January 28, 2014

Melanie Manchot at Oriel Davies Gallery, Wales

Melanie Manchot at Oriel Davies Gallery, Wales

Melanie Manchot solo exhibition “Tracer” at Oriel Davies Gallery, Wales.

Exhibition launch: Saturday 01.02.2014 at 3pm-5pm

Melanie Manchot, Tracer, production still (Jak), 2013

Melanie Manchot, winner of the Oriel Davies Open in 2012 for her captivating films Leap after The Great Ecstasy and Dance (All Night) Paris, returns to the Gallery to present stunning new work.

Her new video installation, Tracer, presents a journey that re-frames and choreographs an alternative movement of bodies and cameras through urban and rural landscapes. The film draws attention to how human agency may act upon built environments and questions the authority inherent to architectural form. Through the actions of a group of parkour runners and the structures that support their movements, a reciprocal connection between the individual, the collective and the environment is made.

Filmed in continuous tracking and panning shots the camera observes the parkourists as they investigate each space for its potential to yield particular forms of physical engagement.
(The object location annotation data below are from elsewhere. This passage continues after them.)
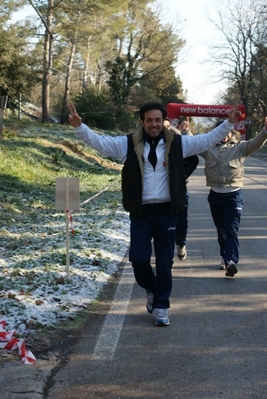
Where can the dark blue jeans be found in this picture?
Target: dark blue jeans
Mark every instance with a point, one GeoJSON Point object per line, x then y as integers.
{"type": "Point", "coordinates": [162, 229]}
{"type": "Point", "coordinates": [182, 224]}
{"type": "Point", "coordinates": [226, 210]}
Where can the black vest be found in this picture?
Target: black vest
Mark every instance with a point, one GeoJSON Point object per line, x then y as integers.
{"type": "Point", "coordinates": [132, 179]}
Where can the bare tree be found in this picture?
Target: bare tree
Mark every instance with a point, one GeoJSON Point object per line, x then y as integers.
{"type": "Point", "coordinates": [241, 26]}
The use of long, slow sequences and pulled back views intends to remind the viewer of the ever-present position of surveillance within the public sphere. The deliberately detached point of observation and the perceived sense of authority it instils is juxtaposed with close ups, focusing on moments of connection between bodies, both human and architectural. Filmed mostly at dusk and dawn, the work posits a view of the city on the margin of regular time, which the parkourists occupy like a sub-cultural tribe, a pack.

The film’s interest in parkour focuses on how it functions as a non-competitive discipline or practice. Also referred to as the ‘art of displacement’, parkour aims to change the perception of urban space and questions our ability to place and move our bodies in relation to structures that define our environments. Parkour is practiced as a state of mind rather than a set of actions, and is about overcoming and adapting to mental and emotional obstacles as well as physical barriers.

Via the practice of parkour, Tracer opens up potentialities for re-thinking movement and flow in urban space. Working along a predefined route for the duration of the year, the parkour runners actively reject any differentiation between public and private space. As they explore each new territory they are breaking patterns and accepted codes, enacting de Certeau’s distinction between strategy and tactics, between authority and the individual within everyday life.

It is in the relation between the movement of the camera and that of the parkour runners that Tracer aims to present a performativity of space and our own potential choreographies within this.